ESQ: Wait, you're drinking tea?

JJ: Yeah, I stopped drinking coffee in 1986. I used to drink like 12 cups a day, and then I'd be a nervous, depressed wreck. Now I drink only tea. And usually only one cup a day.

ESQ: You're still clearly a smoker.

JJ: I like coffee and cigarettes. Nicotine and caffeine are very strong narcotics, and we don't really give them respect for how strong they are. We even have little breaks in the day so we can get these drugs. But mostly the idea was making a movie about something that is the least dramatic part of your day.

ESQ: The scenes are all self-contained, but there are a couple of through lines, like when RZA repeats Tom Waits's earlier speech pretending to be a doctor.

JJ: Yeah, Tom pretending to be a doctor came out of the blue.
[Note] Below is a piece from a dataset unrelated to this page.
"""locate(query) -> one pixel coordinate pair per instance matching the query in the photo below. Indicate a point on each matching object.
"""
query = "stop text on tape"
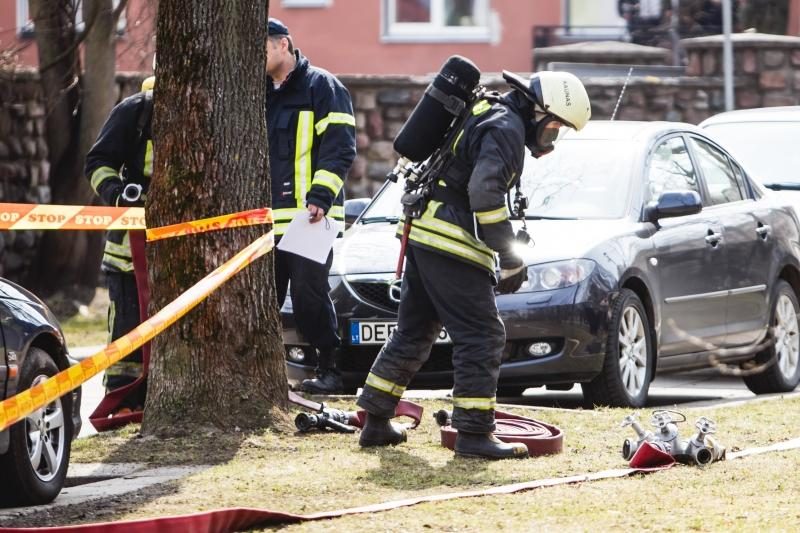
(76, 217)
It wasn't even in the script. We were shooting, and he started in like, "It's been a busy day, you know -- four-car pileup. I had to perform a tracheotomy with a ball-point pen." I was riveted. And one of my favorite things is Iggy Pop's reaction, because it's real. He was like, "What're you, a doctor, man?"

ESQ: How did you decide to pair up Bill Murray with the Wu-Tang guys?

JJ: Man, I don't even know what the idea was. I called Bill Murray, and he said, Well, how long will it take? I said, One day. Okay, then just tell me where to be, what to wear, when to be there, and don't bother me again till then. He's very cagey. He drove Sophia Coppola nuts, he drove Wes Anderson nuts, and he loves them both. But if you can gamble and it works, you get Bill Murray.

ESQ: Do you take pride in your yellow cigarette fingers?

JJ: I don't, man. I'm smoking a lot less than I used to, but -- are they yellow? A little bit, right? That's bad.